AŞKIN ÜÇ HALİ
Merhabâ sevgili okurum,
Hepimizin hayatında yer yer sarıldığımız yer yer sarsıldığımız yaşamın en önemli hallerinden bir duygu olan Aşk hakkında biraz konuşacağım.
Aşk kelimesi, İngilizce Ask soru kelimesidir...
Ve hâl üzerinden aşk ise cevabı olmayan bir soru diyebilir miyiz?
Aşk, sandığımız gibi tek bir duygunun adı değildir; insanın içinden dışına doğru genişleyen üç hâlden oluşur. İlk hâl, kişinin kendine döndüğü andır. Kendi yarasını fark ettiğinde, kendine dürüstçe bakabildiğinde ve iç sesini duymaya başladığında aşk içeriden doğar. Bu aşk bencillik değil, varoluşun merkezine yaklaşma hâlidir.
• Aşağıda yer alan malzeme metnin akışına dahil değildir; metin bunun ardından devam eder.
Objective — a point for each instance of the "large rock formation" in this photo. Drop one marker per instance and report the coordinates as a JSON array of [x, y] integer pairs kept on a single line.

İkinci hâl, diğerine yönelen aşktır. Burada kişi, karşısındakini bir tamamlayıcı değil, bir ayna olarak görür. Bazen sarsıcı, bazen iyileştirici olan bu yol, iki ruhun birbirine dokunarak büyümesidir. “Seni seviyorum” demek aslında “Sende kendimi görüyorum” demektir.
Üçüncü hâl ise aşkın kişiyi aşarak varlığa yayıldığı alandır. Bir insanı değil, yaşamın kendisini sevme hâli… Suda, gökte, bir çocuğun gözünde, bir nefeste beliren o derin birlik hissi. Burada aşk bir kişiye ait değildir; insanın içinden evrene açılan bir kapıdır.
Aşkın üç hâli birbirini izler: Kendine dönen, diğerine akar; diğerine akan varlığa genişler. Ve insan bu çemberde şunu fark eder:
Aşk aslında hiç kaybolmadı; sadece hatırlanmayı bekliyordu.